Let’s take a look at some of the pre-Drake Drakes. There was Lil Wayne, who, I’m pretty sure, under doctors orders, has been surgically attached to an attorney at this point. 50 Cent enjoyed a decent run at the top, and once wrote a song called, “My Buddy,” and the “buddy” he refers to throughout the song is actually his gun. We could go back a few more years and talk about Eminem, who somehow made wanting to kill your own mother seem like a dope idea. There's Kanye, of course, who helped pave the way for Drake with 808s & Heartbreak, but he's still got a way to go before we toss him in the same pot with the word "kind."
All those rappers were good — great, even — and they were all important in their own way. But, in the end, what did they stand for? Will any of them, on their deathbed, look back and say, You know what, I wish I spent more time being angry, and encouraging others to do the same thing.
When it’s all said and done, how will we look back on hip-hop that perpetuates the machismo and fetishization of violence that has infiltrated poor communities like a cancer?
It would have been so easy for Drake to change his tone when the first wave of memes started coming his way, accusing him of everything from tickling his friends to making eye contact with you while eating a banana.

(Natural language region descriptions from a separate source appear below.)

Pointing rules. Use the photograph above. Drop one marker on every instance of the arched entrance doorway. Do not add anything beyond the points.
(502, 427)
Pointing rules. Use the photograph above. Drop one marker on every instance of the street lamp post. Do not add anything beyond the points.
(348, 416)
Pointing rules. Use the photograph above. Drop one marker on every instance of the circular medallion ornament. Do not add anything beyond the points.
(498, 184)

And, look, he hasn't been perfect. Drake has succumbed to casual sexism and reckless bravado on each of his seven releases. And the bigger he gets the more we have to worry about him falling victim to the Mean Girls phenomenon — that's when Katie Herring accidentally stumbled into popularity and became a mean girl herself, the very thing she swore to fight against.
But, when looking at his body of work as a whole, Drake has stayed true to his message of emotional honesty and inward reflection, two things the world could sure use more of right about now.
He's not the first to do this, certainly not. Folks like Bun B (a former Drake collaborator), Andre 3000, and, in our own backyard, the late Uncle Al, have long preached messages of nonviolence, positivity, and tolerance. But none of them, or any like them, have had anywhere near the reach or influence Drake has had for as long as Drake has had it.
Views wasn't groundbreaking, and when placed side-to-side with more conceptually adventurous albums released this year from music's biggest names — like Rihanna's ANTI, or Frank Ocean's Blonde — it falls short artistically in more ways than one.
But the emotional revolution Drake has led in hip-hop is bigger than just an album. He just made an arena full of people scream, "Why you gotta fight with me at cheesecake?"
And he just made me want to be his best friend.